Martha Frick Symington Sanger

Martha Frick Symington Sanger is the author of Henry Clay Frick: An Intimate Portrait (1998), which was cited in August 2007 in the Wall Street Journal by Carnegie Corporation president Vartan Gregorian as one of the “five best” books detailing the lives and contributions of great philanthropists in America’s gilded age. Her second book, The Henry Clay Frick Houses: Architecture-Interiors-Landscapes In the Golden Era (2001), captured in great detail the homes Frick built in Pittsburgh, New York, and Boston’s North Shore.

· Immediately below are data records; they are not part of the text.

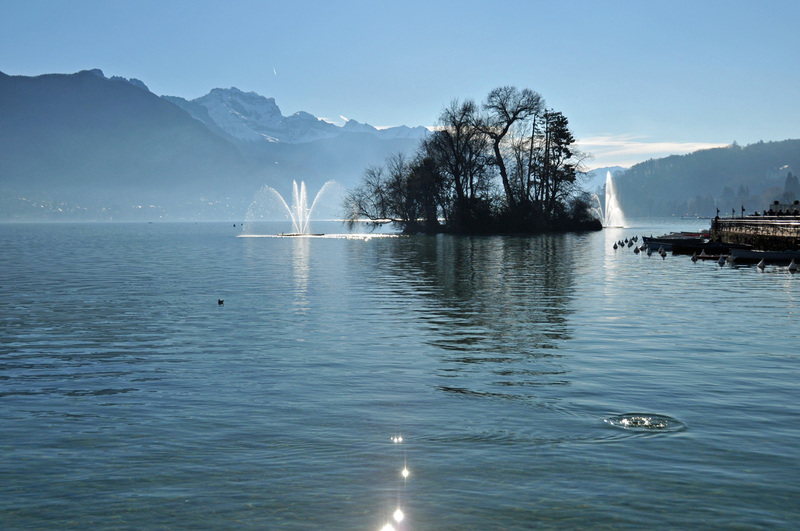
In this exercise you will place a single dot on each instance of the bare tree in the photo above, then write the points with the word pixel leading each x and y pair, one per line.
pixel 504 107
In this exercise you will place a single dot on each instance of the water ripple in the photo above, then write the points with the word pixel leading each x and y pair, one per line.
pixel 646 422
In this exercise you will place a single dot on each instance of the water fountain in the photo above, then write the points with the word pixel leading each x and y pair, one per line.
pixel 269 203
pixel 610 213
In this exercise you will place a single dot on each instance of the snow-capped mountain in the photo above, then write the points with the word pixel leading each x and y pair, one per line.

In 1991, Ms. Sanger served as an advisor for the introductory video of the New York Frick Collection and exhibitions at Clayton (now a house museum at the Frick Art & Historical Center in Pittsburgh) and has also been instrumental in widening the use of the family papers and art history materials contained in the voluminous Frick archives. Ms. Sanger also was as a consultant for the 1995 two-hour PBS documentary on Andrew Carnegie, “Richest Man in the World,” produced by WGBH.

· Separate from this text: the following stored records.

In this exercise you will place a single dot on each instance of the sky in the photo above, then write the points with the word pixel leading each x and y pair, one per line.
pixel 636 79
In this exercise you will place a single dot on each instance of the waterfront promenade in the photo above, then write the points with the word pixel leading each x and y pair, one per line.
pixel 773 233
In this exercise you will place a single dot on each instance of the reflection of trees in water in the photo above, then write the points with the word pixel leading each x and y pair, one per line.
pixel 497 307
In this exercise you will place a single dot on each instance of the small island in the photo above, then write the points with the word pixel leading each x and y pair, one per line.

Martha Frick Symington Sanger lives in Stevenson, Maryland. She is the great-granddaughter of Henry Clay Frick, and has three daughters and five grandchildren.

Helen Clay Frick

Bittersweet Heiress

In 1919, at the age of thirty-one, Helen Clay Frick inherited $38 million, becoming the richest single woman in America. These riches, however, came at a price. Helen’s tumultuous early life was shaped by her father’s infamy as a union strikebreaker and the ensuing attempt on his life, her mother’s debilitating depression, and the death of her older sister and newborn brother about a year apart. Despite these events, Helen built a luminous legacy through her lifelong commitment to social welfare, the environment, and a supreme devotion to the visual arts. Helen’s philanthropy touched the lives of thousands. Her contributions included a vacation home for young female textile workers, two wildlife preserves, one a public wilderness park, a Victorian-era house museum, a pre-Civil War historic Mennonite village, a university fine arts department, two art history libraries, and the purchase of many significant works of art for her private collection, the Frick Collection in New York, the University of Pittsburgh teaching collection, and the Frick Art Museum. Through extensive period research and singular access to Frick family archives and Helen Clay Frick’s personal writings, Martha Frick Symington Sanger fashions a multifaceted portrait of a complex, often misunderstood, yet indomitable humanitarian, philanthropist, and cultural force in twentieth-century America.